I made a book excursion to Asheville, NC and came away with The Reavers and The Book of Medieval Comic Tales.

4ReneeMarie
heinäkuu 22, 2014, 6:37 pm

3> You remind me I keep meaning to read George MacDonald Fraser. Probably Flashman, although The Reavers rings a bell as another title I was interested in.

5varielle
heinäkuu 23, 2014, 8:54 am

I love Flashman. I've been working my way through the series. Fraser does seem to get most of the history right and when there's a deviation he can always blame it on old Flashy's dottage.

6ReneeMarie
heinäkuu 28, 2014, 10:17 pm

Bought a book used that I'm expecting to arrive this week: The Enlightenment in America by Henry May.

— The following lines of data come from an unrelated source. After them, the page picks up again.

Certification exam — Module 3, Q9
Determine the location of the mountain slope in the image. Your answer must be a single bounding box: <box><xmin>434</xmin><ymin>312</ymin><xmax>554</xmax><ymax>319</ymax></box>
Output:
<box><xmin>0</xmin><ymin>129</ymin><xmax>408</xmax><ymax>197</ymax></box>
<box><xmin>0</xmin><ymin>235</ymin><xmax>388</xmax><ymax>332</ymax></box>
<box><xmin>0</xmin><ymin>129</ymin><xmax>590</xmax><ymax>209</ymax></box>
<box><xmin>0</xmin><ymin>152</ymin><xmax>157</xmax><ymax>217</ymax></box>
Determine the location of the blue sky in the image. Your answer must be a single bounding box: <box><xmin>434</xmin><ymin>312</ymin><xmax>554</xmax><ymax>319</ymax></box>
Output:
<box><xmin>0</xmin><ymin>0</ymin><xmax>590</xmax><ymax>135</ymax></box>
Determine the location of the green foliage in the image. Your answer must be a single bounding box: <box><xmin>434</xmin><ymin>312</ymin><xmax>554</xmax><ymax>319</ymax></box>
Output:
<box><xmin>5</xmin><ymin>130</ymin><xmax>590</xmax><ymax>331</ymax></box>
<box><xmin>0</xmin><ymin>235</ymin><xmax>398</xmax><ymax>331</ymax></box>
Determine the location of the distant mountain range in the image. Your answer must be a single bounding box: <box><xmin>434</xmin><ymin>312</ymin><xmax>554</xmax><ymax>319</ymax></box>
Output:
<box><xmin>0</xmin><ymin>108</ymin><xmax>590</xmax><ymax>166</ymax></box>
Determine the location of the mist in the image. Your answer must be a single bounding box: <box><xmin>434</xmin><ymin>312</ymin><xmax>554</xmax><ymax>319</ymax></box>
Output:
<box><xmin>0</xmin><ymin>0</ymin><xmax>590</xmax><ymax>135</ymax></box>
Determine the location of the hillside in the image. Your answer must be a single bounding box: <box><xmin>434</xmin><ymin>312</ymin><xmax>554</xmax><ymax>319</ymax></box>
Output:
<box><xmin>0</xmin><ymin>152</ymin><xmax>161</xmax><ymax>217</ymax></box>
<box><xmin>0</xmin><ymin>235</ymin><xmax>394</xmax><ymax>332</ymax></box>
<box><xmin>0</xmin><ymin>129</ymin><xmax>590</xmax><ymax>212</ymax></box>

And brought an ARC home today: _Thoreau on Wolf Hill_ by B.B. Oak.

I REALLY hope they change the cover before publication. The cover feels more modern than the 1840s, thanks to a silo (maybe 25 years later) and a gambrel-roofed barn (for a house, fine, but feels wrong for a barn at this period).

I could be mistaken. I'm not an expert in vernacular architecture. But when I picked the book up off the breakroom table, I didn't expect it to be an historical mystery, even with "Thoreau" in the title.